A critical analysis of three near-infrared photometric methods of estimating distances to cataclysmic variables
Michael J. Gariety, F. A. Ringwald

TL;DR
This paper critically compares three near-infrared photometric methods for estimating distances to cataclysmic variables, finding that Ak et al.'s method is most accurate overall, while others tend to over- or underestimate distances.
Contribution
It provides a comparative analysis of three existing methods against precise trigonometric parallax measurements, highlighting the most reliable approach.
Findings
Ak et al.'s method predicts distances within 4% of parallax measurements.
Beuermann's method overestimates distances by 52%.

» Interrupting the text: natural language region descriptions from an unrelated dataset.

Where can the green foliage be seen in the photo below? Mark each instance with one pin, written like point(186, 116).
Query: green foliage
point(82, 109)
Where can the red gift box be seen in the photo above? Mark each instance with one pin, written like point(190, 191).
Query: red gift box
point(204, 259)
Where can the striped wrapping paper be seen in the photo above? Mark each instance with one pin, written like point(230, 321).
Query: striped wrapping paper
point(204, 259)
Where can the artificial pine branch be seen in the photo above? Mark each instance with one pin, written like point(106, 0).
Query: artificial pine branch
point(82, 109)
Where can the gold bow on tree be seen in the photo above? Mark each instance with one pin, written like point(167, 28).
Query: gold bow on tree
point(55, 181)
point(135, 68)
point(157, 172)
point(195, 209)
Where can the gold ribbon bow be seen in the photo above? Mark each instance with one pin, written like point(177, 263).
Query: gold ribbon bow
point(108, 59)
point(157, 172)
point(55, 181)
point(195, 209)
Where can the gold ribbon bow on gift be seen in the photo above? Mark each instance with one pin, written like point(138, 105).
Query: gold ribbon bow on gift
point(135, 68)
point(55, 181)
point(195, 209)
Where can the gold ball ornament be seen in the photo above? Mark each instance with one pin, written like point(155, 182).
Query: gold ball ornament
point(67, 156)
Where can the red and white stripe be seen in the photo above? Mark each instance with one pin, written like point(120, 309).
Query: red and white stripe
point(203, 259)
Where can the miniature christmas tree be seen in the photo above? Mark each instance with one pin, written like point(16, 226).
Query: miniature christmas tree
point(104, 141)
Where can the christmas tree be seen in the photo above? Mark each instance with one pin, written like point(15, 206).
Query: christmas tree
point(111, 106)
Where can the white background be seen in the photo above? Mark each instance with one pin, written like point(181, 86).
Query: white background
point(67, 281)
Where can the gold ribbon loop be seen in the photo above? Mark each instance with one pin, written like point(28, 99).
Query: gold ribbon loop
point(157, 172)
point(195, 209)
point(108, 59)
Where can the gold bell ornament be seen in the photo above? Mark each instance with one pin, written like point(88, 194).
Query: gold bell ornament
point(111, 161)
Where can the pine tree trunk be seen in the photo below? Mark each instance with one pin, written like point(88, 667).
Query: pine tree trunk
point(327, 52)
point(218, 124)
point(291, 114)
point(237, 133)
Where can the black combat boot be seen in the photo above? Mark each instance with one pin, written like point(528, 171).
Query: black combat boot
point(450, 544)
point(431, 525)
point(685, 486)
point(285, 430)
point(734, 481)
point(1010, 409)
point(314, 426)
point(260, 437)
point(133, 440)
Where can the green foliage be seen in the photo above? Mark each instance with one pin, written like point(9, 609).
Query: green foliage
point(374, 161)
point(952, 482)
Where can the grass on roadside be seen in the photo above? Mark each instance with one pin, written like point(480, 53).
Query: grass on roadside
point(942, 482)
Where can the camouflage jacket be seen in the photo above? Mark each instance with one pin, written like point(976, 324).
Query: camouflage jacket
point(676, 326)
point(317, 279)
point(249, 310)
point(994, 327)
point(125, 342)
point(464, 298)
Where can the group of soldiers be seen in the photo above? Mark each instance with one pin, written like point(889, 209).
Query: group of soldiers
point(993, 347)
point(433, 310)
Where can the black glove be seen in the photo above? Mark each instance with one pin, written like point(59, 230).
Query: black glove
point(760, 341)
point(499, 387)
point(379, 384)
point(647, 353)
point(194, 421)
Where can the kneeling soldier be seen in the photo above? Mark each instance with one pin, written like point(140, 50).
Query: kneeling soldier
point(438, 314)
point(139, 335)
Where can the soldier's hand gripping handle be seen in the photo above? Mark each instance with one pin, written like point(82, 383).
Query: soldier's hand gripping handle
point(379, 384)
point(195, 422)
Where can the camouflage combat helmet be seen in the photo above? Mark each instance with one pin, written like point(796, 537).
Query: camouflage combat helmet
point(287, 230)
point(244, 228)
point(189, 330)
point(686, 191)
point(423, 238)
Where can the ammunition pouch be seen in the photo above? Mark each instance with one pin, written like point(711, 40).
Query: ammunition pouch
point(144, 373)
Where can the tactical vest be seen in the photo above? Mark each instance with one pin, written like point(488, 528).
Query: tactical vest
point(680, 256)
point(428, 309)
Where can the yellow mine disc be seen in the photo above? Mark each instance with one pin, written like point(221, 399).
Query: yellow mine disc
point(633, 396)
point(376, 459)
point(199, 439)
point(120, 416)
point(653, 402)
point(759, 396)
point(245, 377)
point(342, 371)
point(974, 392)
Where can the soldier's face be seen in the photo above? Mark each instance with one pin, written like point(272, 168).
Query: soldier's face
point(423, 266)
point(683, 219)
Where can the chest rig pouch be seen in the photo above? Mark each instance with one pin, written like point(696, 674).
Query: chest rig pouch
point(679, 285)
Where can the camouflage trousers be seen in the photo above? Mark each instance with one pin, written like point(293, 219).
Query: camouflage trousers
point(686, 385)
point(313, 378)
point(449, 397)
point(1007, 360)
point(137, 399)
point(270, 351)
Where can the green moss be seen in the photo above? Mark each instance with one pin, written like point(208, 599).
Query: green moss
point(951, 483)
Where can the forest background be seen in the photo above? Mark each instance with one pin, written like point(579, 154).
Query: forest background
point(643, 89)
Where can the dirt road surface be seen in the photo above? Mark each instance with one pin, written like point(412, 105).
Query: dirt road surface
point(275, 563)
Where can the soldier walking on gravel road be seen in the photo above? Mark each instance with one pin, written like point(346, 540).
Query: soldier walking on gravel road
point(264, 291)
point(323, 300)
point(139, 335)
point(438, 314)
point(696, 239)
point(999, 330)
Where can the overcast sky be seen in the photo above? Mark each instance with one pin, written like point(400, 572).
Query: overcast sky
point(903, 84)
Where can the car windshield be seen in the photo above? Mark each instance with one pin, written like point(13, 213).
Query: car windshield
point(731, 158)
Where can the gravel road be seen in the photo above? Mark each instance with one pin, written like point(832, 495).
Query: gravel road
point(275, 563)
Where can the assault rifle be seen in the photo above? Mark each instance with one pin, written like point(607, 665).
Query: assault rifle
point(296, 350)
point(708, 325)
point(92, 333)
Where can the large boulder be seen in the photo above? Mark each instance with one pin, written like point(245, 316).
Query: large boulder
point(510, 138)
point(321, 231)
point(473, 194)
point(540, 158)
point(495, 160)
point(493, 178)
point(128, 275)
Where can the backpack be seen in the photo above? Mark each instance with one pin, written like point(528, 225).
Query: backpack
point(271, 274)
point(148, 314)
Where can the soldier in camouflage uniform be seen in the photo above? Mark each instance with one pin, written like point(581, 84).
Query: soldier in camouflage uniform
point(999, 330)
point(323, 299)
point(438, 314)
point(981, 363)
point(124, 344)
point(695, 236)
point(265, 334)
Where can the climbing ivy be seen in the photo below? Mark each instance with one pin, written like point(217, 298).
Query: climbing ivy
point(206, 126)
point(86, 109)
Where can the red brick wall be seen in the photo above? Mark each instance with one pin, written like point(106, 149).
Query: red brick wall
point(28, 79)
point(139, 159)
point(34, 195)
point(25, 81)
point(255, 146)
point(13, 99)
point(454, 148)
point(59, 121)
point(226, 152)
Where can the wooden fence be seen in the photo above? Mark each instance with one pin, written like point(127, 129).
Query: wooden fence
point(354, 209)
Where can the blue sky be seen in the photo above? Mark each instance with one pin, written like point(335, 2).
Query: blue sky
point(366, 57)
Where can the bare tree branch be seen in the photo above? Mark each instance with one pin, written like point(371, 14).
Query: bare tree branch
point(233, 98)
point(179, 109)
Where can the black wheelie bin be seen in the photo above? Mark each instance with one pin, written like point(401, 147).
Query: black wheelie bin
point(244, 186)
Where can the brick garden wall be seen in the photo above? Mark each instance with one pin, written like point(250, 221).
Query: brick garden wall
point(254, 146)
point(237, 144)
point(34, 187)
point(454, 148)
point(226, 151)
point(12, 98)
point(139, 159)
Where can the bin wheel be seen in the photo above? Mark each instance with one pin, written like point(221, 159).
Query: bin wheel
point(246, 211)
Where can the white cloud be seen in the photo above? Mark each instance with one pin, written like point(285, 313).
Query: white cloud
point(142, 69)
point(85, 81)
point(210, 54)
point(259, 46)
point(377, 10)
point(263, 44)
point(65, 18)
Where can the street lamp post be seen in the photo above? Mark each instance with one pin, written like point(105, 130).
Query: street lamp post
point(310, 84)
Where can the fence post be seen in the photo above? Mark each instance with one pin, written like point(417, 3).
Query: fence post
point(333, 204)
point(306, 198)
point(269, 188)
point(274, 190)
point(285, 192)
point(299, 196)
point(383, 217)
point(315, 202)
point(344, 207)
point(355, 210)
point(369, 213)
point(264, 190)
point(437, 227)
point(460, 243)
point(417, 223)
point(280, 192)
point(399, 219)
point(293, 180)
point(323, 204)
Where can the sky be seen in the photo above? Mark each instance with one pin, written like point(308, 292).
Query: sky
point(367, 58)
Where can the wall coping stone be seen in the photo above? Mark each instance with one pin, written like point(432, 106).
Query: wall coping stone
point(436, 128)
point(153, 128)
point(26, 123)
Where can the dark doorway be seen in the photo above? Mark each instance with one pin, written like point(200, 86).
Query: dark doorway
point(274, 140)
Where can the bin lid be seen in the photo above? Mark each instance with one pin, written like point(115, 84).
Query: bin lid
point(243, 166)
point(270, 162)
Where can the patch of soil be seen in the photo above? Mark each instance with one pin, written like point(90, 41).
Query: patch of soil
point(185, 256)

Knigge's method underestimates distances by 26%.
Abstract
A critical analysis of three methods of estimating distances to cataclysmic variables (CVs) is performed. These methods, by Ak et al., Beuermann, and Knigge, all use near-infrared (JHK or Ks) magnitudes and the Barnes-Evans relation. We compare all three methods to distances measured by trigonometric parallax by Thorstensen, with Hubble Space Telescope, and with the HIPPARCOS spacecraft. We find that the method of Ak et al. works best overall for all CVs, predicting distances on the average 4% less than those measured by trigonometric parallaxes. The method of Beuermann overestimates distances by 52%. The method of Knigge underestimates distances by 26%, although this was only ever meant as a lower limit, since it assumes all light comes from the secondary star.